Principal Component Analysis of the Neuropsychological Variables in 45 Patients With Diagnosis of Schizophrenia: Orthotran Reference Structure Matrix

Variables Independent Dimensions
Factor 1 (Working Memory) Factor 2 (Verbal Memory) Factor 3 (Executive Function) Factor 4 (Visuospatial Abilities)
RIR 0.036 0.859 0.034 0.049
RDR −0.041 0.881 −0.100 −0.121
PM47 −0.062 −0.139 7.9 × 10−5 0.853
TMT ratio score 0.059 −0.071 0.550 −0.138
ROPC −0.030 −0.052 −0.016 0.777
ROPR 0.191 0.298 0.051 0.435
ST interference time −0.113 −0.097 0.128 −0.510
MWCST, achieved categories −0.097 −1.8 × 10−4 −0.867 −0.005
MWCST, perseverative errors −0.146 0.042 0.736 0.081
n-2 back verbal 0.809 −0.030 −0.038 −0.009
n-2 back visual 0.793 0.019 −0.002 0.035
n-2 back spatial 0.796 0.023 2.0 × 10−4 0.029
Eigenvalues 4.983 1.657 1.387 1.262
Variance proportion 0.415 0.138 0.116 0.105

Note: RIR, Rey's 15-Word Immediate Recall; RDR, Rey's 15-Word Delayed Recall; PM47, Raven's Progressive Matrices’ 47; TMT, Trail Making Test; ROPC, Rey-Osterrieth complex picture; ROPR, delayed recall of Rey-Osterrieth complex picture; ST, Stroop Test; MWCST, Modified Wisconsin Card Sorting Test. Variables fitted in factors are indicated in bold.

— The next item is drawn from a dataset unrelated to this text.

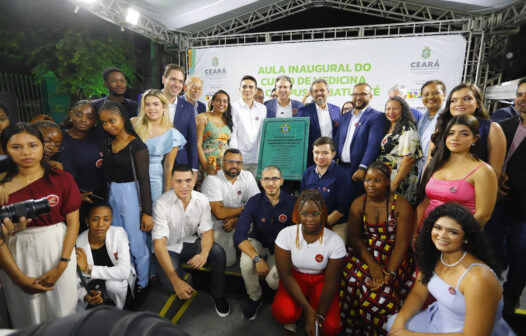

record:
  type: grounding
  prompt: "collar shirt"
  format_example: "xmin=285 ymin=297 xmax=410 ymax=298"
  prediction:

The first factor, which represents the “working memory” domain, accounted for 41.5% of total score variance and was composed by the n-2 back verbal, spatial, and visual tasks; the second factor, which represents the “verbal memory” domain, accounted for 13.8% of score variance and was composed by RIR and RDR; the third factor, which represents the executive functioning domain, accounted for 11.6% of total score variance and was composed by TMT ratio score, MWCST-achieved categories, and MWCST perseverative errors; and finally, the fourth factor was a residual domain that accounted for 10.5% of total score variance and was composed by heterogeneous tests measuring logical reasoning (PM47), visual perception/constructional praxis (ROPC), and attentional control and inhibition (ST interference time). It was called for convenience “visuospatial abilities” because all the 3 tests included required visuospatial abilities to complete them. Univariate correlation analyses were then computed between the 4 neuropsychological domains and the diffusivity and volume scores previously found to differentiate patients and controls.

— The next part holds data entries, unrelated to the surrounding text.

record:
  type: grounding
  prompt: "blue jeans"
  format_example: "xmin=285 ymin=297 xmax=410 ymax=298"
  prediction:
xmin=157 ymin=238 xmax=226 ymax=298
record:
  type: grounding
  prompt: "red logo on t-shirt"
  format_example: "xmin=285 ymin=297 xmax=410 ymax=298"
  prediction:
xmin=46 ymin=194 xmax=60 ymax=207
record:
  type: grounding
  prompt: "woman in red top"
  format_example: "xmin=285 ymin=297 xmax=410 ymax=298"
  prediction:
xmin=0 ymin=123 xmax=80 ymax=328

Results of the correlation analyses are indicated in table 5. Correlation analyses showed that working memory domain was significantly and negatively correlated to MD score in right thalamus, right hippocampus, and left accumbens, with trend-level (P < .1) relationships observed with MD of the left hippocampus and with volume of the left ventricle. No other significant or trend-level relationships were observed between other neuropsychological domains and MD or volume values in the schizophrenic group.

Table 5.

Relationships Between Subcortical MD or Volume Values, Found to be Altered in the Schizophrenia Group, and 4 Neuropsychological Domain Factors, as Emerged From the Univariate Correlation Analysis

Cognitive Domains Pearson r (P Value)
Right Thalamus MD Left Thalamus MD Right Hippocampus MD Left Hippocampus MD Left Accumbens MD Left Accumbens Volume Left Ventricle Volume
Working memory −0.457 (.0014) −0.188 (.2164) −0.337 (.0231) −0.262 (.0817) −0.361 (.0142) −0.178 (.2443) −0.273 (.0691)
Verbal memory 0.122 (.4252) −0.133 (.3846) −0.003 (.9819) −0.063 (.6826) 0.027 (.8590) −0.115 (.4538) −0.121 (.4299)
Executive function 0.032 (.8354) −0.198 (.1931) −0.237 (.1174) −0.233 (.1237) −0.124 (.4186) −0.041 (.7886) 0.107 (.4858)
Visuospatial abilities −0.064 (.6781) −0.027 (.8604) −0.135 (.3789) −0.237 (.1177) −0.075 (.6249) 0.035 (.8211) −0.020 (.8989)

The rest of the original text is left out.